Tufts Health Plan reports breach affecting 60,000 individuals

Tufts Health Plan, a Massachusetts-based health insurance company, reported a breach on November 25 that affected 60,545 individuals, according to the Office for Civil Rights (OCR) breach report.

The breach stems from a security incident at EyeMed, which manages vision benefits for Tufts Health Plan.

On July 1, EyeMed discovered that an unauthorized individual gained access to an EyeMed email mailbox and sent phishing emails to email address contained in the mailbox’s address book, according to a security notice posted on its website. EyeMed said it promptly blocked the unauthorized individual’s access, secured the mailbox, and launched an investigation into the incident.
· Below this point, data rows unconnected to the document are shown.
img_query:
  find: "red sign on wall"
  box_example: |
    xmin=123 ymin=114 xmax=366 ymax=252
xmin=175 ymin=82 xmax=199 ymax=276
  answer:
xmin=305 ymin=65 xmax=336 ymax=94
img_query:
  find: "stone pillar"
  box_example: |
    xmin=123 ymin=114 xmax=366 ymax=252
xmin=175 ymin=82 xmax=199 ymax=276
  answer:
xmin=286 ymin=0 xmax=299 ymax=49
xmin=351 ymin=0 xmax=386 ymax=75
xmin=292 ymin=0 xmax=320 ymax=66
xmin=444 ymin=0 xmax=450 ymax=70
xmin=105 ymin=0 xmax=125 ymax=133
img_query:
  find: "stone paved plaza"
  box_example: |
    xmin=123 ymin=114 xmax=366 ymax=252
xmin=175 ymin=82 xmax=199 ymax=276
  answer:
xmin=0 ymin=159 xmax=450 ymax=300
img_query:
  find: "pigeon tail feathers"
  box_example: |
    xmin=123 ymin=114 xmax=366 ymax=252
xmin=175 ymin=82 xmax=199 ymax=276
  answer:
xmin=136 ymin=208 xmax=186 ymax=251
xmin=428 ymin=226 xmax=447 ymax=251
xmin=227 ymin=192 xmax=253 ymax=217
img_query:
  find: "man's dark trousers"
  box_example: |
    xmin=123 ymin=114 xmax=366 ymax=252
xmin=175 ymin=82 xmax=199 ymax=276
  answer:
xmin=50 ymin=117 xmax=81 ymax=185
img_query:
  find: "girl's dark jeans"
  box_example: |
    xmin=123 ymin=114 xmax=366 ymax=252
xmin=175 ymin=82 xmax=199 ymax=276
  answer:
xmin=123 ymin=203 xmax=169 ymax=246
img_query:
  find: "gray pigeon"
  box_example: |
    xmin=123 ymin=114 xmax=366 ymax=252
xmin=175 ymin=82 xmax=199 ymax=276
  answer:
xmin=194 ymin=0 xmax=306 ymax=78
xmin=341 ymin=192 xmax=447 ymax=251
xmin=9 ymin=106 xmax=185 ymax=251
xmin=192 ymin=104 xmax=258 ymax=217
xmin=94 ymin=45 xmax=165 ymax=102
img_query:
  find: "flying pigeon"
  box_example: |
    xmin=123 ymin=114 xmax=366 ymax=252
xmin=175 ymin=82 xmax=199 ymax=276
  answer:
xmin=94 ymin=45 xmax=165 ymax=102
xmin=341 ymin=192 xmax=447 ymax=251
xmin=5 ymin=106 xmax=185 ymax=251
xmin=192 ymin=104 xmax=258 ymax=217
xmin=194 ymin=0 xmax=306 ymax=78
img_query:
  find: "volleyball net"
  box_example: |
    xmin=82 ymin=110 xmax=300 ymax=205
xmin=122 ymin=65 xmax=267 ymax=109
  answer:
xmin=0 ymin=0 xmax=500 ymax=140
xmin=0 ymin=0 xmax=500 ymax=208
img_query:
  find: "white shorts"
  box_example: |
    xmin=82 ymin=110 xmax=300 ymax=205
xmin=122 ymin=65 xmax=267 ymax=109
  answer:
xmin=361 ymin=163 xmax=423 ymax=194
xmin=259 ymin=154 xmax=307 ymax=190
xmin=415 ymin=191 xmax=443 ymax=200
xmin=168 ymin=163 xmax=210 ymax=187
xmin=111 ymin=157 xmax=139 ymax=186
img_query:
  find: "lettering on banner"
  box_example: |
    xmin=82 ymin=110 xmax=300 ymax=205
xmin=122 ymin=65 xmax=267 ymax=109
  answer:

The investigation determined that the exposed protected health information (PHI) and personal information of individuals may have included the following:

• Address
• Date of birth
• Driver’s license or other government identification number
• Email address
• Health insurance account/identification number
• Medicaid or Medicare number
• Phone number
• Vision insurance account/identification number
• Social Security numbers

EyeMed was not aware of any misuse of the information, but it mailed letters to affected individuals and established a dedicated call center to answer any questions individuals may have about the incident.

EyeMed also implemented extra security measures to its network and is providing additional security awareness training.

The letters mailed to individuals include an offer for free credit monitoring and identity protection services for two years, according to EyeMed. The company also encouraged affected individuals to review financial statements, credit reports, and statements received from their health insurers.